L’école Marie-Anne a pour mission de scolariser des jeunes de 16 à 22 ans qui ont décroché ou sont engagés sur la voie du décrochage. Jour après jour, le personnel de cette école livre un réel combat à la démotivation, au découragement et à l’abandon. Quel moyen a été choisi pour mener ce combat? Une relation tuteur-élève significative et un travail en concertation.

3 élèves, 3 histoires…

Victor, 18 ans, a reçu le prix du raccrocheur lors de la collation des grades de janvier 2015. Ses enseignants ont reconnu en lui son organisation et sa détermination. Pourquoi est-il arrivé à Marie-Anne à l’automne 2014? Après avoir été exclu d’une école privée, Victor se retrouve dans une nouvelle école complètement démotivé. Il commence à consommer des substances et a des problèmes avec la justice. L’école n’a plus aucun sens pour lui, il quitte. Après un certain temps, il s’inscrit dans un diplôme d’études professionnelles et réussit. Il travaille un an, mais il souhaite obtenir son diplôme d’études secondaires pour aller faire une technique au cégep. Il s’inscrit donc à Marie-Anne.
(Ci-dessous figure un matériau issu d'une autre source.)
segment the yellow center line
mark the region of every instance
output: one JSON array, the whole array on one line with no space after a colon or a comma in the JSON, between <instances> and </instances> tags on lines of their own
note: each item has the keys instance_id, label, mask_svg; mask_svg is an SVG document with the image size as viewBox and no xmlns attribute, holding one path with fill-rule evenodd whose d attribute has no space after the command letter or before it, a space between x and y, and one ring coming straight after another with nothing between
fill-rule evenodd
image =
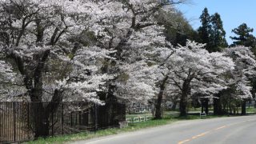
<instances>
[{"instance_id":1,"label":"yellow center line","mask_svg":"<svg viewBox=\"0 0 256 144\"><path fill-rule=\"evenodd\" d=\"M223 129L223 128L225 128L225 127L226 127L226 126L222 126L218 127L217 129L214 129L214 130L220 130L220 129Z\"/></svg>"},{"instance_id":2,"label":"yellow center line","mask_svg":"<svg viewBox=\"0 0 256 144\"><path fill-rule=\"evenodd\" d=\"M242 121L242 122L250 122L250 121L252 121L252 120ZM223 129L223 128L225 128L225 127L227 127L227 126L232 126L232 125L235 125L235 124L238 124L238 123L240 123L240 122L234 122L234 123L229 124L228 126L226 126L226 125L225 125L225 126L218 127L218 128L216 128L216 129L213 129L213 130L209 130L209 131L202 133L202 134L198 134L198 135L195 135L195 136L193 136L191 138L186 139L186 140L184 140L184 141L180 141L178 144L182 144L182 143L190 142L190 141L191 141L191 140L193 140L193 139L196 139L196 138L198 138L199 137L202 137L202 136L206 135L206 134L210 133L210 132L212 132L212 131L218 130L220 130L220 129Z\"/></svg>"},{"instance_id":3,"label":"yellow center line","mask_svg":"<svg viewBox=\"0 0 256 144\"><path fill-rule=\"evenodd\" d=\"M190 141L190 139L186 139L184 141L179 142L178 144L182 144L182 143L185 143L185 142L189 142L189 141Z\"/></svg>"}]
</instances>

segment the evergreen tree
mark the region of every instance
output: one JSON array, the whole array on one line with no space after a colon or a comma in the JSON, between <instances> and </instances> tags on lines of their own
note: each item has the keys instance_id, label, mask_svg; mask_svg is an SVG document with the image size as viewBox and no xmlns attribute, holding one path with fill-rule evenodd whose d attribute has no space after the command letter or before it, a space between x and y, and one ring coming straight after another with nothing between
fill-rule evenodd
<instances>
[{"instance_id":1,"label":"evergreen tree","mask_svg":"<svg viewBox=\"0 0 256 144\"><path fill-rule=\"evenodd\" d=\"M254 32L254 29L248 27L246 23L242 23L238 28L232 30L232 32L238 35L230 37L231 39L234 40L232 46L255 47L255 37L251 34Z\"/></svg>"},{"instance_id":2,"label":"evergreen tree","mask_svg":"<svg viewBox=\"0 0 256 144\"><path fill-rule=\"evenodd\" d=\"M210 34L210 45L211 46L210 52L221 51L227 46L225 38L226 31L223 29L223 23L219 14L215 13L211 16L212 34Z\"/></svg>"},{"instance_id":3,"label":"evergreen tree","mask_svg":"<svg viewBox=\"0 0 256 144\"><path fill-rule=\"evenodd\" d=\"M210 35L211 33L210 26L210 15L208 13L208 9L206 7L202 15L199 18L202 22L202 26L198 28L199 42L201 43L206 43L206 50L209 51L210 49Z\"/></svg>"}]
</instances>

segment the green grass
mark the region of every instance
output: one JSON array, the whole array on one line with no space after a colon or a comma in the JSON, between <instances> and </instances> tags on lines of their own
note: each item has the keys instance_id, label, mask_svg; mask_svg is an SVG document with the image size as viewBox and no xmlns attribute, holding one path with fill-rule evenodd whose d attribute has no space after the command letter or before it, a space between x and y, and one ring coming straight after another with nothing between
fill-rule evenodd
<instances>
[{"instance_id":1,"label":"green grass","mask_svg":"<svg viewBox=\"0 0 256 144\"><path fill-rule=\"evenodd\" d=\"M202 118L218 118L220 116L207 116L203 117ZM47 138L39 138L36 141L30 141L26 143L28 144L47 144L47 143L65 143L66 142L70 141L78 141L78 140L86 140L94 138L98 138L102 136L113 135L120 133L136 131L141 129L155 127L158 126L163 126L166 124L170 124L177 121L181 120L191 120L191 119L199 119L198 115L188 115L186 117L178 117L177 115L168 115L164 118L160 120L150 120L147 122L142 122L137 123L130 123L127 127L118 129L118 128L111 128L98 130L96 132L82 132L74 134L67 134L62 136L51 137Z\"/></svg>"}]
</instances>

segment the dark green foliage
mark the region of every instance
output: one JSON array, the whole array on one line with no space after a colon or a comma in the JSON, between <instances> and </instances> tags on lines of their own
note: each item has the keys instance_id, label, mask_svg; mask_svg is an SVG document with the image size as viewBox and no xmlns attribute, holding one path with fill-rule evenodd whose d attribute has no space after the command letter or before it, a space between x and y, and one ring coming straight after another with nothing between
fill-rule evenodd
<instances>
[{"instance_id":1,"label":"dark green foliage","mask_svg":"<svg viewBox=\"0 0 256 144\"><path fill-rule=\"evenodd\" d=\"M246 23L242 23L238 28L232 30L232 32L237 35L230 37L234 40L232 46L255 47L255 37L251 34L254 29L248 27Z\"/></svg>"},{"instance_id":2,"label":"dark green foliage","mask_svg":"<svg viewBox=\"0 0 256 144\"><path fill-rule=\"evenodd\" d=\"M200 16L202 26L198 28L199 42L206 43L206 50L209 52L221 51L226 47L225 38L226 32L221 16L215 13L210 15L207 8L205 8Z\"/></svg>"},{"instance_id":3,"label":"dark green foliage","mask_svg":"<svg viewBox=\"0 0 256 144\"><path fill-rule=\"evenodd\" d=\"M210 48L210 35L211 33L211 26L210 26L210 16L208 13L208 9L205 8L202 11L202 15L200 16L200 22L202 22L202 26L198 28L198 35L199 35L199 42L201 43L206 43L206 49Z\"/></svg>"},{"instance_id":4,"label":"dark green foliage","mask_svg":"<svg viewBox=\"0 0 256 144\"><path fill-rule=\"evenodd\" d=\"M211 25L210 51L221 51L221 50L226 47L228 44L225 38L226 31L223 29L222 21L218 13L211 16Z\"/></svg>"}]
</instances>

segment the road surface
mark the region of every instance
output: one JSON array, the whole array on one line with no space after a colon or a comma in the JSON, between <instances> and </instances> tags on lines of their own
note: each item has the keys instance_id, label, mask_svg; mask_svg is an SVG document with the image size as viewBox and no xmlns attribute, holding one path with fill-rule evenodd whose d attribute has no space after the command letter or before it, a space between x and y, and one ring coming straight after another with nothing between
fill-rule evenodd
<instances>
[{"instance_id":1,"label":"road surface","mask_svg":"<svg viewBox=\"0 0 256 144\"><path fill-rule=\"evenodd\" d=\"M256 144L256 116L182 121L74 144Z\"/></svg>"}]
</instances>

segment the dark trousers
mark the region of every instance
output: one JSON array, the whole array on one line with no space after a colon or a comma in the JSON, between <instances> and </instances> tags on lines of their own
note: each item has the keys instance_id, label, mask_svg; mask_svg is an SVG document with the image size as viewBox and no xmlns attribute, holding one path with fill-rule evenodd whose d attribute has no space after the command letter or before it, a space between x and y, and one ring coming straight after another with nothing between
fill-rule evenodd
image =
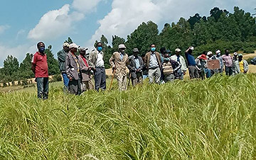
<instances>
[{"instance_id":1,"label":"dark trousers","mask_svg":"<svg viewBox=\"0 0 256 160\"><path fill-rule=\"evenodd\" d=\"M48 99L49 93L49 79L38 77L36 79L38 88L38 97L41 99Z\"/></svg>"},{"instance_id":2,"label":"dark trousers","mask_svg":"<svg viewBox=\"0 0 256 160\"><path fill-rule=\"evenodd\" d=\"M225 67L225 72L227 76L232 76L233 74L232 67Z\"/></svg>"},{"instance_id":3,"label":"dark trousers","mask_svg":"<svg viewBox=\"0 0 256 160\"><path fill-rule=\"evenodd\" d=\"M105 67L96 67L95 72L95 90L106 90L106 72Z\"/></svg>"},{"instance_id":4,"label":"dark trousers","mask_svg":"<svg viewBox=\"0 0 256 160\"><path fill-rule=\"evenodd\" d=\"M79 77L78 80L73 79L68 83L68 91L71 94L80 95L82 93L81 79Z\"/></svg>"},{"instance_id":5,"label":"dark trousers","mask_svg":"<svg viewBox=\"0 0 256 160\"><path fill-rule=\"evenodd\" d=\"M199 72L196 67L188 66L188 71L189 71L189 76L191 79L199 78Z\"/></svg>"}]
</instances>

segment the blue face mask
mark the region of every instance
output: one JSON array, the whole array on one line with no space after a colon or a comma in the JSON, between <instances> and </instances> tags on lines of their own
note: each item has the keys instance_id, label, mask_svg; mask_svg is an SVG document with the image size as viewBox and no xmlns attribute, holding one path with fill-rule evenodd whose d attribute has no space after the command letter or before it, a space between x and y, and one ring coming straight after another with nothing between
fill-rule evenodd
<instances>
[{"instance_id":1,"label":"blue face mask","mask_svg":"<svg viewBox=\"0 0 256 160\"><path fill-rule=\"evenodd\" d=\"M156 51L156 47L151 47L151 50L152 52Z\"/></svg>"},{"instance_id":2,"label":"blue face mask","mask_svg":"<svg viewBox=\"0 0 256 160\"><path fill-rule=\"evenodd\" d=\"M45 52L45 50L46 50L45 47L40 47L39 52L43 53Z\"/></svg>"},{"instance_id":3,"label":"blue face mask","mask_svg":"<svg viewBox=\"0 0 256 160\"><path fill-rule=\"evenodd\" d=\"M103 50L103 48L102 48L102 47L97 47L97 50L99 52L101 52L101 51Z\"/></svg>"}]
</instances>

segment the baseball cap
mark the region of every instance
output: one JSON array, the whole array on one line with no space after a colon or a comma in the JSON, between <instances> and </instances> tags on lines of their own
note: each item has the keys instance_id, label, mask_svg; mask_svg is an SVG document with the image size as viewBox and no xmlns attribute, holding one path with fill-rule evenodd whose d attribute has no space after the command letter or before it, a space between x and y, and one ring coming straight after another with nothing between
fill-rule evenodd
<instances>
[{"instance_id":1,"label":"baseball cap","mask_svg":"<svg viewBox=\"0 0 256 160\"><path fill-rule=\"evenodd\" d=\"M213 52L211 51L207 52L207 55L213 55Z\"/></svg>"},{"instance_id":2,"label":"baseball cap","mask_svg":"<svg viewBox=\"0 0 256 160\"><path fill-rule=\"evenodd\" d=\"M201 56L200 56L199 59L207 59L207 57L205 55L202 55Z\"/></svg>"},{"instance_id":3,"label":"baseball cap","mask_svg":"<svg viewBox=\"0 0 256 160\"><path fill-rule=\"evenodd\" d=\"M126 47L124 44L121 44L118 46L118 49L121 49L121 48L126 48Z\"/></svg>"},{"instance_id":4,"label":"baseball cap","mask_svg":"<svg viewBox=\"0 0 256 160\"><path fill-rule=\"evenodd\" d=\"M221 52L220 52L220 50L218 50L217 51L216 51L216 54L218 54L218 53L220 53Z\"/></svg>"},{"instance_id":5,"label":"baseball cap","mask_svg":"<svg viewBox=\"0 0 256 160\"><path fill-rule=\"evenodd\" d=\"M138 48L134 48L134 49L132 50L132 52L139 52Z\"/></svg>"},{"instance_id":6,"label":"baseball cap","mask_svg":"<svg viewBox=\"0 0 256 160\"><path fill-rule=\"evenodd\" d=\"M64 42L63 45L63 47L69 47L69 46L70 46L70 44L68 42Z\"/></svg>"},{"instance_id":7,"label":"baseball cap","mask_svg":"<svg viewBox=\"0 0 256 160\"><path fill-rule=\"evenodd\" d=\"M179 48L176 48L176 49L175 49L175 52L181 52L181 50Z\"/></svg>"},{"instance_id":8,"label":"baseball cap","mask_svg":"<svg viewBox=\"0 0 256 160\"><path fill-rule=\"evenodd\" d=\"M74 47L74 48L79 48L80 46L79 46L79 45L77 45L77 44L75 44L75 43L71 43L71 44L70 45L70 48L73 48L73 47Z\"/></svg>"},{"instance_id":9,"label":"baseball cap","mask_svg":"<svg viewBox=\"0 0 256 160\"><path fill-rule=\"evenodd\" d=\"M88 50L88 48L80 47L80 48L79 48L79 52L85 51L85 50Z\"/></svg>"}]
</instances>

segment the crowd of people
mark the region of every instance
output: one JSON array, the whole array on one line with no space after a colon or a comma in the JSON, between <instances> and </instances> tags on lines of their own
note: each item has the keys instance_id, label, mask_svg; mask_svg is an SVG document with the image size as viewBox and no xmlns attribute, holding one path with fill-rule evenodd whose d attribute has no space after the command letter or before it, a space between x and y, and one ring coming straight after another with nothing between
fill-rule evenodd
<instances>
[{"instance_id":1,"label":"crowd of people","mask_svg":"<svg viewBox=\"0 0 256 160\"><path fill-rule=\"evenodd\" d=\"M35 53L32 59L32 70L37 82L38 97L47 99L48 73L45 44L40 42L37 44L37 47L38 51ZM242 59L242 55L235 52L232 57L228 50L225 50L223 55L219 50L215 55L211 51L206 51L195 59L193 54L194 47L189 47L185 51L186 61L179 48L176 48L175 55L171 55L171 51L164 47L160 49L160 52L156 52L155 44L151 44L149 47L149 52L142 54L142 56L139 56L139 50L134 48L133 55L129 57L126 46L120 44L118 50L112 54L109 62L113 75L117 78L119 91L127 90L127 79L128 85L132 81L134 86L142 84L143 80L147 77L149 84L160 84L175 79L183 80L188 68L191 79L210 78L213 74L223 73L224 69L228 76L246 74L248 71L248 63ZM87 54L87 50L75 43L65 42L63 50L57 53L64 91L80 95L88 90L106 90L102 44L97 42L89 55ZM210 63L210 62L213 63ZM217 65L214 62L217 62ZM213 67L211 66L212 64ZM92 81L93 77L94 84Z\"/></svg>"}]
</instances>

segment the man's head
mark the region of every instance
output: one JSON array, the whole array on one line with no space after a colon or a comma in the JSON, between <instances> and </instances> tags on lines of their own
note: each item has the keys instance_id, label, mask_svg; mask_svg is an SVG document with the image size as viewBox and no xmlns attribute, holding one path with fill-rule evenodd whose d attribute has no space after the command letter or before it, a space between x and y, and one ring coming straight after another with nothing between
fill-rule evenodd
<instances>
[{"instance_id":1,"label":"man's head","mask_svg":"<svg viewBox=\"0 0 256 160\"><path fill-rule=\"evenodd\" d=\"M229 53L230 53L230 52L229 52L229 50L225 50L225 55L229 55Z\"/></svg>"},{"instance_id":2,"label":"man's head","mask_svg":"<svg viewBox=\"0 0 256 160\"><path fill-rule=\"evenodd\" d=\"M211 57L213 57L213 54L211 51L209 51L207 52L207 55L210 58Z\"/></svg>"},{"instance_id":3,"label":"man's head","mask_svg":"<svg viewBox=\"0 0 256 160\"><path fill-rule=\"evenodd\" d=\"M150 45L150 50L151 50L151 52L155 52L155 51L156 51L156 45L154 45L154 44Z\"/></svg>"},{"instance_id":4,"label":"man's head","mask_svg":"<svg viewBox=\"0 0 256 160\"><path fill-rule=\"evenodd\" d=\"M181 49L179 49L179 48L175 49L175 53L176 55L181 55Z\"/></svg>"},{"instance_id":5,"label":"man's head","mask_svg":"<svg viewBox=\"0 0 256 160\"><path fill-rule=\"evenodd\" d=\"M70 44L68 42L64 42L64 44L63 45L63 50L65 52L68 52L69 51L69 46L70 46Z\"/></svg>"},{"instance_id":6,"label":"man's head","mask_svg":"<svg viewBox=\"0 0 256 160\"><path fill-rule=\"evenodd\" d=\"M242 54L239 54L238 55L238 61L241 62L242 60Z\"/></svg>"},{"instance_id":7,"label":"man's head","mask_svg":"<svg viewBox=\"0 0 256 160\"><path fill-rule=\"evenodd\" d=\"M165 47L160 48L160 52L163 55L164 54L164 51L166 50Z\"/></svg>"},{"instance_id":8,"label":"man's head","mask_svg":"<svg viewBox=\"0 0 256 160\"><path fill-rule=\"evenodd\" d=\"M85 56L85 53L86 53L86 50L87 50L88 48L85 48L85 47L80 47L79 48L79 53L80 55Z\"/></svg>"},{"instance_id":9,"label":"man's head","mask_svg":"<svg viewBox=\"0 0 256 160\"><path fill-rule=\"evenodd\" d=\"M78 52L78 48L80 46L77 45L75 43L72 43L70 45L70 50L72 53L75 53Z\"/></svg>"},{"instance_id":10,"label":"man's head","mask_svg":"<svg viewBox=\"0 0 256 160\"><path fill-rule=\"evenodd\" d=\"M220 50L216 50L216 55L217 56L220 56L220 55L221 55Z\"/></svg>"},{"instance_id":11,"label":"man's head","mask_svg":"<svg viewBox=\"0 0 256 160\"><path fill-rule=\"evenodd\" d=\"M38 42L37 47L40 53L44 54L44 51L46 50L46 45L43 42Z\"/></svg>"},{"instance_id":12,"label":"man's head","mask_svg":"<svg viewBox=\"0 0 256 160\"><path fill-rule=\"evenodd\" d=\"M122 54L124 54L125 52L125 49L126 47L124 44L121 44L118 46L118 50Z\"/></svg>"},{"instance_id":13,"label":"man's head","mask_svg":"<svg viewBox=\"0 0 256 160\"><path fill-rule=\"evenodd\" d=\"M135 57L137 57L138 56L138 54L139 52L138 48L134 48L132 50L132 52L133 52L133 54Z\"/></svg>"},{"instance_id":14,"label":"man's head","mask_svg":"<svg viewBox=\"0 0 256 160\"><path fill-rule=\"evenodd\" d=\"M97 51L99 51L100 52L102 51L103 50L103 47L102 47L102 44L101 42L97 42L96 44L96 49Z\"/></svg>"}]
</instances>

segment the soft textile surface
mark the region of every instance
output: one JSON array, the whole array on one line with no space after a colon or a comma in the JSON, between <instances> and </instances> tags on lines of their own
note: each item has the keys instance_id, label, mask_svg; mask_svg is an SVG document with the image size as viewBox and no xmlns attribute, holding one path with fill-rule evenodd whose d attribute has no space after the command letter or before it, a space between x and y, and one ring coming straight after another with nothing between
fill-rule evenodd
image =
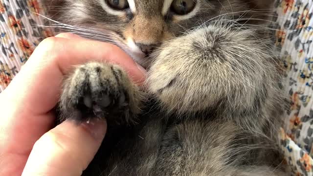
<instances>
[{"instance_id":1,"label":"soft textile surface","mask_svg":"<svg viewBox=\"0 0 313 176\"><path fill-rule=\"evenodd\" d=\"M274 45L284 60L284 93L291 102L280 146L291 175L313 176L313 0L277 0L275 6ZM0 14L1 92L39 42L53 33L43 27L38 0L0 0Z\"/></svg>"},{"instance_id":2,"label":"soft textile surface","mask_svg":"<svg viewBox=\"0 0 313 176\"><path fill-rule=\"evenodd\" d=\"M286 162L296 176L313 176L313 0L280 0L275 44L284 60L285 95L291 104L281 134Z\"/></svg>"}]
</instances>

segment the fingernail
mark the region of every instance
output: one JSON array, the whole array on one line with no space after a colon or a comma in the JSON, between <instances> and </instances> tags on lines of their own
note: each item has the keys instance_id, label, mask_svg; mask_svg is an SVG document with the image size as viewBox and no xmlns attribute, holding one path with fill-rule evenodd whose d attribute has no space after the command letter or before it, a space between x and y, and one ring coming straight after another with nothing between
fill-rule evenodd
<instances>
[{"instance_id":1,"label":"fingernail","mask_svg":"<svg viewBox=\"0 0 313 176\"><path fill-rule=\"evenodd\" d=\"M97 118L93 118L82 124L96 140L102 140L107 131L107 122Z\"/></svg>"}]
</instances>

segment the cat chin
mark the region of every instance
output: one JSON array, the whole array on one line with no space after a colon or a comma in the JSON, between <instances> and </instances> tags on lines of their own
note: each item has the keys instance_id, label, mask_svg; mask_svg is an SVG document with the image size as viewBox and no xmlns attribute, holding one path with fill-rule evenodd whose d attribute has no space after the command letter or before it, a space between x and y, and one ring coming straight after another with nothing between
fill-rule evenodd
<instances>
[{"instance_id":1,"label":"cat chin","mask_svg":"<svg viewBox=\"0 0 313 176\"><path fill-rule=\"evenodd\" d=\"M150 60L151 59L149 58L149 56L146 56L142 52L140 52L140 53L133 52L129 54L137 64L140 65L145 69L148 68L150 63L151 63Z\"/></svg>"}]
</instances>

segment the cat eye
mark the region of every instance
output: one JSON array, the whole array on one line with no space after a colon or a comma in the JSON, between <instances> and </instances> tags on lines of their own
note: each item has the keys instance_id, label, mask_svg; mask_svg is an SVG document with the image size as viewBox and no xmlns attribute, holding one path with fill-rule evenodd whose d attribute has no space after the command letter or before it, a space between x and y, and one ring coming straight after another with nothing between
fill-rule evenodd
<instances>
[{"instance_id":1,"label":"cat eye","mask_svg":"<svg viewBox=\"0 0 313 176\"><path fill-rule=\"evenodd\" d=\"M107 3L116 10L123 10L129 7L127 0L107 0Z\"/></svg>"},{"instance_id":2,"label":"cat eye","mask_svg":"<svg viewBox=\"0 0 313 176\"><path fill-rule=\"evenodd\" d=\"M171 5L172 11L178 15L186 15L196 6L196 0L174 0Z\"/></svg>"}]
</instances>

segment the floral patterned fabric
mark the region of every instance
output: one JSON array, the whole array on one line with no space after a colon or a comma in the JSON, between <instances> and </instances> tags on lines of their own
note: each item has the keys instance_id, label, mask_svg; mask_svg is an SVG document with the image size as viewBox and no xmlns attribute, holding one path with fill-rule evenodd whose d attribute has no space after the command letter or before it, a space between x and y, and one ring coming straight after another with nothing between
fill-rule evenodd
<instances>
[{"instance_id":1,"label":"floral patterned fabric","mask_svg":"<svg viewBox=\"0 0 313 176\"><path fill-rule=\"evenodd\" d=\"M10 83L50 29L39 27L37 0L0 0L0 92Z\"/></svg>"},{"instance_id":2,"label":"floral patterned fabric","mask_svg":"<svg viewBox=\"0 0 313 176\"><path fill-rule=\"evenodd\" d=\"M313 0L277 0L275 45L284 59L286 111L281 147L295 176L313 176Z\"/></svg>"},{"instance_id":3,"label":"floral patterned fabric","mask_svg":"<svg viewBox=\"0 0 313 176\"><path fill-rule=\"evenodd\" d=\"M43 39L39 0L0 0L0 92ZM313 0L276 0L275 45L284 59L285 94L291 100L280 146L294 176L313 176Z\"/></svg>"}]
</instances>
Renaud, 21 ans, est décrit par son enseignante de français comme un élève cultivé, intéressé, intéressant, bon lecteur, réfléchi, politisé, bonne tête, belle tête et conscient. Il a pourtant lui aussi été exclu d’une école privée pour avoir échoué à un cours. Il a fréquenté quelques écoles et tenté des cours par correspondance sans grand succès. Il a travaillé durant trois ans avant de s’inscrire à l’école Marie-Anne. Il veut aller au cégep, l’histoire l’intéresse beaucoup.

Isabelle, 19 ans, a fréquenté une école à vocation artistique. En quatrième secondaire, elle commence à consommer et décroche. Elle refait une tentative à l’école, mais échoue. Elle vit alors une relation amoureuse toxique qui l’éloigne de ses amis et de sa famille. C’est le vide autour d’elle. Après une période de grande déprime, elle met fin à sa relation et s’inscrit à Marie-Anne dans le but de suivre une formation en hôtellerie.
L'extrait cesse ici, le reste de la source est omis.